# 06/14/14 - Steve's Catfish Pond



## PhatCat (May 24, 2014)

Well, I finally convinced my daughter that catfish ponds aren't, "rigged." So, we headed out to Steve's on this beautiful, early Saturday afternoon. We live in Beulah, so we took Jack's Branch and 99 up. What a gorgeous drive! We arrived at the pond and were greeted by some of the nicest people we've ever met. They really do appreciate the people that come out. 

They're just like Wal-Mart, though. They have that impulse buy racket on lock! We spent 28 bucks before we ever started fishing(tiny new potatoes, corn, home made dinner rolls tomatoes and bait). We were happy to contribute to the local economy.

The lady that set us up for fishing charged us one admission and one catch and release so that we could keep what we wanted and throw back what we wanted. Good thing. Because otherwise we would have had to keep the fantastically beautiful albino that my wife caught.

I didn't get a line in the water for at least 45 minutes after we started fishing, due to baiting, reeling and removing my ladies' fish for them. Heck, she hadn't thrown her line in for more than 30 seconds when kiddo's Shakespeare Barbie reel started singing. lol. She had the drag way too loose. So, she got her first fish ever and the first fish of the day as well. This was something she reminded me of every 45 seconds for the rest of the night. 

The fishing was great! Family fun was had. Wifey caught the biggest of the day but we didn't get a pic because we were all too excited and didn't even think of the camera. All in all we kept 22 pounds of fish, "donated" 45 more bucks so I didn't have to clean and filet them myself and left out of there worn out and hungry.

Speaking of hungry...I really meant to get a pic of the panko crusted, oven broiled catfish we had for dinner...but...well, you know.

On a side note, when we were paying for our actual fish, we found out that the lady working the register had never been fishing before in her entire life. How odd. How do you live in such a place and not fish? Wow!

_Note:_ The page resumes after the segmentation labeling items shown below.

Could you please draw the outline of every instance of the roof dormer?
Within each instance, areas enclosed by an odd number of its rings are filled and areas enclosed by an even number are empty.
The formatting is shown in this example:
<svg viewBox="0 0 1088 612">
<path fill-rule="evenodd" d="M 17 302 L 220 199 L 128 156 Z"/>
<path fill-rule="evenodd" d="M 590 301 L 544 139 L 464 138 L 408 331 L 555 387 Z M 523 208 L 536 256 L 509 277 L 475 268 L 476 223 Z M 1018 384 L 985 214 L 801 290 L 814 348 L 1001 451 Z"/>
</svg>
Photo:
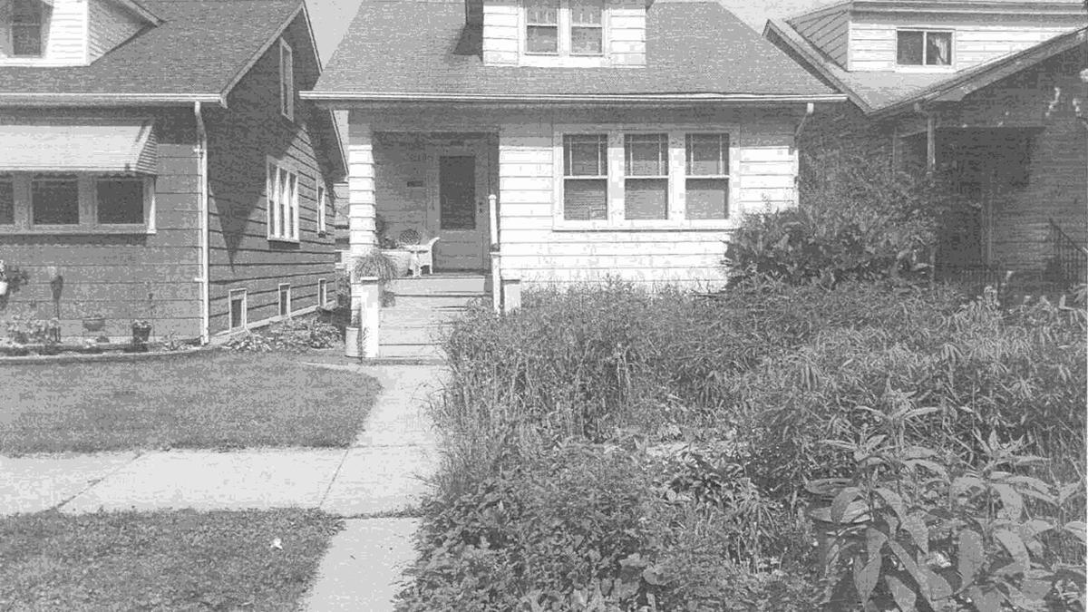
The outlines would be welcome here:
<svg viewBox="0 0 1088 612">
<path fill-rule="evenodd" d="M 0 65 L 87 65 L 159 23 L 133 0 L 0 0 Z"/>
<path fill-rule="evenodd" d="M 482 9 L 484 64 L 646 64 L 645 0 L 483 0 Z"/>
<path fill-rule="evenodd" d="M 851 72 L 957 72 L 1084 25 L 1081 0 L 851 0 L 787 20 Z"/>
</svg>

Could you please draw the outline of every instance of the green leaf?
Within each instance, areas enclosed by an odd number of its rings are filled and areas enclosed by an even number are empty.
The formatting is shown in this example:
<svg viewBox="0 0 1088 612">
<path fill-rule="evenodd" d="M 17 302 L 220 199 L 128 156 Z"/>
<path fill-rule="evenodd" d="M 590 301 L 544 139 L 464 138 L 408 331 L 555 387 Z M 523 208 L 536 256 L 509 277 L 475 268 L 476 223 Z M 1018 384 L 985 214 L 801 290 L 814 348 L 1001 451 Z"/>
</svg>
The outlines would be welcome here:
<svg viewBox="0 0 1088 612">
<path fill-rule="evenodd" d="M 964 585 L 975 582 L 979 567 L 986 558 L 982 553 L 982 537 L 974 529 L 960 531 L 960 553 L 956 555 L 960 577 Z"/>
<path fill-rule="evenodd" d="M 1027 547 L 1017 534 L 1009 529 L 998 529 L 993 533 L 993 537 L 1009 551 L 1022 572 L 1031 568 L 1031 558 L 1027 553 Z"/>
<path fill-rule="evenodd" d="M 912 513 L 903 522 L 903 529 L 911 535 L 914 540 L 914 544 L 918 547 L 923 553 L 929 553 L 929 529 L 926 527 L 925 514 L 920 512 Z"/>
<path fill-rule="evenodd" d="M 846 487 L 845 489 L 839 491 L 839 493 L 834 495 L 834 500 L 831 501 L 831 522 L 842 523 L 842 515 L 846 512 L 846 506 L 861 494 L 862 492 L 857 489 L 857 487 Z"/>
<path fill-rule="evenodd" d="M 864 564 L 861 561 L 861 555 L 854 558 L 854 587 L 857 589 L 861 602 L 865 603 L 873 596 L 873 589 L 876 588 L 877 579 L 880 578 L 880 564 L 883 562 L 883 555 L 869 555 L 868 561 Z"/>
<path fill-rule="evenodd" d="M 917 610 L 914 604 L 918 600 L 918 596 L 904 585 L 903 580 L 900 580 L 895 576 L 887 575 L 885 576 L 885 584 L 888 585 L 888 590 L 891 591 L 891 597 L 895 600 L 895 605 L 899 605 L 900 612 L 915 612 Z"/>
</svg>

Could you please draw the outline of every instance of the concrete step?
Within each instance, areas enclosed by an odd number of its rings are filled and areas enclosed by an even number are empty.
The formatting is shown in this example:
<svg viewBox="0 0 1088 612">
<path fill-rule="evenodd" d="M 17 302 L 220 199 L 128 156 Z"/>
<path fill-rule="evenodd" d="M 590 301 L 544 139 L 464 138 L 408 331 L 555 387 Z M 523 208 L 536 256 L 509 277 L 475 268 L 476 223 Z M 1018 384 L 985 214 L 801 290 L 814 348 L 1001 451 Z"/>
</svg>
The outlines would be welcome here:
<svg viewBox="0 0 1088 612">
<path fill-rule="evenodd" d="M 397 295 L 469 294 L 479 295 L 490 289 L 490 280 L 483 274 L 424 274 L 418 278 L 396 279 L 390 290 Z"/>
<path fill-rule="evenodd" d="M 441 359 L 442 350 L 434 344 L 382 344 L 378 347 L 380 359 Z"/>
</svg>

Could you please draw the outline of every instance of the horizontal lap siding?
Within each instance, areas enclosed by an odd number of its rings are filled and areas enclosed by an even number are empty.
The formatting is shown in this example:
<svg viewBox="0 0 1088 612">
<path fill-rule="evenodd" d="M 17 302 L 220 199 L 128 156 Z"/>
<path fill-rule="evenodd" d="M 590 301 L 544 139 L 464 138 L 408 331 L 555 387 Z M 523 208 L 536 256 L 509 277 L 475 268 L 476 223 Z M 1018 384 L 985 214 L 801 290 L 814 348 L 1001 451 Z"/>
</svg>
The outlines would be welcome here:
<svg viewBox="0 0 1088 612">
<path fill-rule="evenodd" d="M 697 113 L 696 113 L 697 114 Z M 656 119 L 665 117 L 656 113 Z M 721 259 L 728 231 L 569 231 L 553 230 L 555 200 L 554 121 L 577 122 L 578 115 L 527 118 L 499 132 L 499 200 L 504 273 L 528 283 L 601 281 L 619 277 L 648 284 L 709 286 L 725 279 Z M 599 115 L 586 118 L 601 121 Z M 792 145 L 795 119 L 758 111 L 702 115 L 707 124 L 734 123 L 738 138 L 740 201 L 733 215 L 795 204 Z M 615 118 L 638 124 L 646 117 Z M 700 117 L 678 118 L 684 124 Z M 668 128 L 668 126 L 665 126 Z"/>
<path fill-rule="evenodd" d="M 20 114 L 34 115 L 23 111 Z M 63 117 L 97 118 L 101 111 L 71 110 Z M 158 175 L 154 234 L 3 235 L 0 259 L 26 269 L 29 284 L 15 293 L 0 318 L 54 314 L 48 268 L 64 278 L 61 333 L 65 338 L 131 335 L 134 319 L 151 319 L 152 333 L 195 338 L 200 333 L 199 216 L 196 193 L 196 134 L 191 110 L 111 111 L 109 117 L 156 118 Z M 37 113 L 36 117 L 42 117 Z M 52 117 L 58 117 L 53 113 Z M 148 294 L 151 295 L 150 299 Z M 102 331 L 89 332 L 83 319 L 101 314 Z"/>
<path fill-rule="evenodd" d="M 305 24 L 286 33 L 294 50 L 296 89 L 312 86 L 312 69 L 302 63 Z M 305 125 L 312 107 L 295 100 L 295 121 L 280 113 L 279 44 L 273 45 L 238 82 L 227 108 L 208 112 L 210 204 L 211 332 L 228 328 L 228 294 L 247 291 L 248 320 L 279 315 L 279 284 L 292 285 L 292 308 L 317 305 L 318 281 L 334 280 L 336 253 L 333 211 L 319 233 L 317 188 L 334 193 L 329 170 L 321 168 Z M 312 111 L 317 112 L 317 111 Z M 267 163 L 272 157 L 299 180 L 299 242 L 268 238 Z"/>
<path fill-rule="evenodd" d="M 1083 15 L 855 14 L 850 25 L 850 70 L 895 70 L 897 28 L 953 30 L 953 61 L 956 70 L 964 70 L 1083 26 Z"/>
</svg>

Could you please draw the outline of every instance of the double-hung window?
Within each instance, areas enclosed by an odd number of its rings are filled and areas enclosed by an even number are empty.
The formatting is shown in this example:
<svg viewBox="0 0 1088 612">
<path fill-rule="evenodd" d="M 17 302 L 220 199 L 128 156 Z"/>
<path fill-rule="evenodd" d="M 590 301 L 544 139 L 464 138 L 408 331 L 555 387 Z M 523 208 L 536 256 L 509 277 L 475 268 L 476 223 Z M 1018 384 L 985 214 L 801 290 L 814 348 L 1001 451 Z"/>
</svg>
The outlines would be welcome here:
<svg viewBox="0 0 1088 612">
<path fill-rule="evenodd" d="M 669 135 L 623 135 L 623 218 L 669 218 Z"/>
<path fill-rule="evenodd" d="M 42 54 L 41 0 L 11 0 L 11 54 L 16 58 L 40 58 Z"/>
<path fill-rule="evenodd" d="M 739 189 L 729 130 L 631 126 L 556 135 L 558 229 L 725 229 Z M 561 207 L 561 210 L 560 210 Z"/>
<path fill-rule="evenodd" d="M 298 174 L 270 160 L 265 189 L 269 240 L 298 241 Z"/>
<path fill-rule="evenodd" d="M 684 136 L 685 219 L 729 217 L 729 134 Z"/>
<path fill-rule="evenodd" d="M 0 174 L 0 232 L 154 231 L 154 178 L 145 174 Z"/>
<path fill-rule="evenodd" d="M 952 65 L 951 32 L 900 29 L 895 38 L 895 63 L 899 65 Z"/>
<path fill-rule="evenodd" d="M 602 0 L 526 0 L 524 22 L 526 53 L 604 54 L 605 10 Z"/>
<path fill-rule="evenodd" d="M 280 39 L 280 112 L 295 119 L 295 60 L 287 41 Z"/>
<path fill-rule="evenodd" d="M 608 218 L 608 135 L 562 137 L 562 217 L 594 221 Z"/>
</svg>

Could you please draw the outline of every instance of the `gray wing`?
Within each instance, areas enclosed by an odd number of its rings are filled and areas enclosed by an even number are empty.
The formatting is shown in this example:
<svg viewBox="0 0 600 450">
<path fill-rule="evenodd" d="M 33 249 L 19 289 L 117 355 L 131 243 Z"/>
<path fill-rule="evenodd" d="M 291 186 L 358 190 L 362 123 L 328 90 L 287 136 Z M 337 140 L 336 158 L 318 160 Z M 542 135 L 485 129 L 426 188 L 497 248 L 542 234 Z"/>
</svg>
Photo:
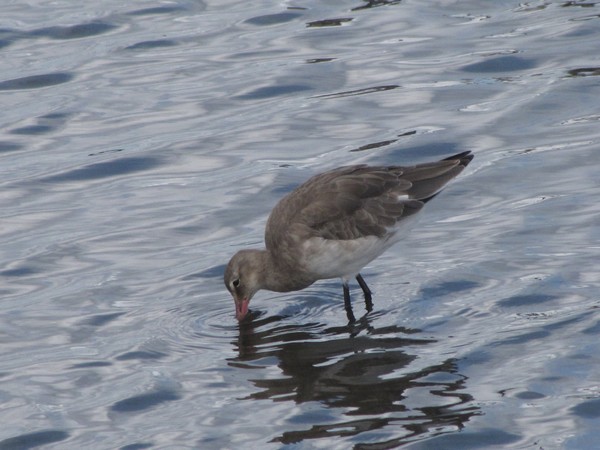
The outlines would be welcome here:
<svg viewBox="0 0 600 450">
<path fill-rule="evenodd" d="M 348 166 L 316 175 L 275 206 L 267 222 L 267 248 L 310 237 L 385 236 L 462 171 L 470 158 L 460 157 L 467 153 L 412 167 Z"/>
</svg>

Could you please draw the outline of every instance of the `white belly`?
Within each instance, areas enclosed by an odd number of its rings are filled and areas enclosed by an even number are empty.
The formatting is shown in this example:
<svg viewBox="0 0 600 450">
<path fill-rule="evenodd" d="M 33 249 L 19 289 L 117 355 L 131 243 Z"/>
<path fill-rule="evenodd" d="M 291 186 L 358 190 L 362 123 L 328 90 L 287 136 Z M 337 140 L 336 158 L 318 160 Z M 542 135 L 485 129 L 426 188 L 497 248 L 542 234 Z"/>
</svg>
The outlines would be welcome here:
<svg viewBox="0 0 600 450">
<path fill-rule="evenodd" d="M 394 242 L 375 236 L 347 241 L 311 238 L 302 245 L 303 265 L 318 279 L 351 279 Z"/>
</svg>

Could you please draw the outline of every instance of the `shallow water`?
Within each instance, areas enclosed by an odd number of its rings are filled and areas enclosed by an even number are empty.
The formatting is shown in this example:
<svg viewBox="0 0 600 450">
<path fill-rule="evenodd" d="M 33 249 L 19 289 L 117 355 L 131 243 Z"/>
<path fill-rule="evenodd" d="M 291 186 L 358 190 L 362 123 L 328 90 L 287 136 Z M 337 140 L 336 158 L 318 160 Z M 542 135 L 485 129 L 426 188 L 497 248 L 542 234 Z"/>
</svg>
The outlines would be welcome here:
<svg viewBox="0 0 600 450">
<path fill-rule="evenodd" d="M 0 449 L 597 448 L 600 3 L 2 9 Z M 282 195 L 462 150 L 372 313 L 237 325 Z"/>
</svg>

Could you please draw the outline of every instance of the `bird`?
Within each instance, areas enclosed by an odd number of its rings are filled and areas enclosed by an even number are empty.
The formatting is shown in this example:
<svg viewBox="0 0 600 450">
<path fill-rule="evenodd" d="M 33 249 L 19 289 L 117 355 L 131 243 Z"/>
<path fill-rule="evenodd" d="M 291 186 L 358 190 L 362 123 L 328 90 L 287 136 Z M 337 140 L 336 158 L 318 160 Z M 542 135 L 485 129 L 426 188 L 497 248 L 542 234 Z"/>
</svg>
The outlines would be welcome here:
<svg viewBox="0 0 600 450">
<path fill-rule="evenodd" d="M 470 151 L 413 166 L 339 167 L 313 176 L 283 197 L 265 227 L 264 249 L 239 250 L 225 269 L 239 322 L 261 289 L 291 292 L 341 278 L 344 308 L 355 322 L 349 282 L 356 279 L 367 312 L 372 292 L 360 274 L 401 237 L 418 213 L 471 162 Z"/>
</svg>

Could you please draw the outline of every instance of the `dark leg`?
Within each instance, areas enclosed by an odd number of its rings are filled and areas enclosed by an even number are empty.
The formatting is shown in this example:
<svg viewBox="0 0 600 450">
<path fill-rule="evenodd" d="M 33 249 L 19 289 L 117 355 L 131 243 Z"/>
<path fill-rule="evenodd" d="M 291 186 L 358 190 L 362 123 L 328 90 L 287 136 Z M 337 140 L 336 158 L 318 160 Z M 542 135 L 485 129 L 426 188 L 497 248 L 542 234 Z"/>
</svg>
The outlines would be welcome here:
<svg viewBox="0 0 600 450">
<path fill-rule="evenodd" d="M 348 322 L 354 323 L 356 322 L 356 319 L 354 318 L 354 313 L 352 312 L 352 302 L 350 301 L 350 288 L 348 287 L 348 283 L 346 282 L 344 282 L 342 286 L 344 288 L 344 307 L 346 308 Z"/>
<path fill-rule="evenodd" d="M 366 281 L 363 279 L 360 273 L 356 275 L 356 281 L 358 281 L 358 285 L 363 290 L 363 294 L 365 294 L 365 308 L 367 308 L 367 311 L 371 311 L 373 309 L 373 302 L 371 301 L 373 296 L 371 295 L 371 289 L 369 289 L 369 286 L 367 286 Z"/>
</svg>

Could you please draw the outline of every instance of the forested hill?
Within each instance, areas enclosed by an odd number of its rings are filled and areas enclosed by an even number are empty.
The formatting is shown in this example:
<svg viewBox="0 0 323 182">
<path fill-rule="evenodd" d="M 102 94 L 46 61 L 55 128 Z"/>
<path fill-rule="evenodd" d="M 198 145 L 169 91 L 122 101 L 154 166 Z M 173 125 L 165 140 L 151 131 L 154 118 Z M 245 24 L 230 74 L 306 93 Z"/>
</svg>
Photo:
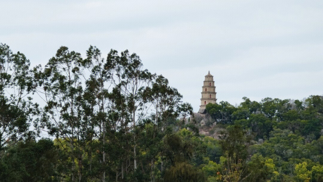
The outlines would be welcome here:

Anyway, hope you enjoyed, or even read, my first fishing report here. Hopefully next time we'll remember to take more pics!


----------



## Mike Moore (Feb 10, 2010)

Great post! I'm glad your lady's enjoyed themselves.


----------



## Try'n Hard (Oct 23, 2008)

Fantastic!!

Sent from my iPhone using Forum Runner


----------



## ChileRelleno (Jul 7, 2012)

Quality family time.


----------



## 192 (Oct 1, 2007)

http://www.stevesfarm.net


----------



## hjorgan (Sep 30, 2007)

Way cool. Thanks for sharing. And that lady pose!!! Reality show waiting to happen. Babes of the Catfish Farm.


----------



## Telum Pisces (Sep 27, 2007)

Me and my girls love steve's farm. Takes my excuses away as to why we're not catching anything.

Sent from my XT1080 using Tapatalk


----------



## Try'n Hard (Oct 23, 2008)

Telum Pisces said:


> Me and my girls love steve's farm. Takes my excuses away as to why we're not catching anything.


Been there - done that. Wells catfish pond always made dad a hero!!


----------



## PhatCat (May 24, 2014)

hjorgan said:


> Reality show waiting to happen. Babes of the Catfish Farm.


Let's make it happen!


----------



## Ultralite (Oct 1, 2007)

Thanks, I enjoyed the read and pictures...sounds like one of my trips there...


----------



## CatHunter (Dec 31, 2008)

Nice cats. My wife goes fishing up there when I'm out of town sometimes. Here is a short clip from her last trip where she had one of my brand new Abu Garcia's snatched into the water by a big cat
https://www.facebook.com/photo.php?v=650921548322219&set=vb.174550349292677&type=2&theater


----------



## Ultralite (Oct 1, 2007)

that was funny Glenn...


----------



## LiLBlue (Sep 4, 2013)

Haha that was a good video


Sent from my iPhone using Tapatalk


----------



## FishWalton (Jul 22, 2010)

*same thing*



CatHunter said:


> Nice cats. My wife goes fishing up there when I'm out of town sometimes. Here is a short clip from her last trip where she had one of my brand new Abu Garcia's snatched into the water by a big cat
> https://www.facebook.com/photo.php?v=650921548322219&set=vb.174550349292677&type=2&theater


Same thing happened to me at Steve's. My best bass rig. Rod had a foam rubber butt so that thing floated and the butt tip stuck up like a periscope as a 5 pound cat pulled it across the pond. Got a guy from the shed to retrieve it for me in a canoe....and got the cat too.


----------



## Jason (Oct 2, 2007)

Brings back memories.....good times w/ the family!!! Glad you got out to enjoy the day w/ em....


----------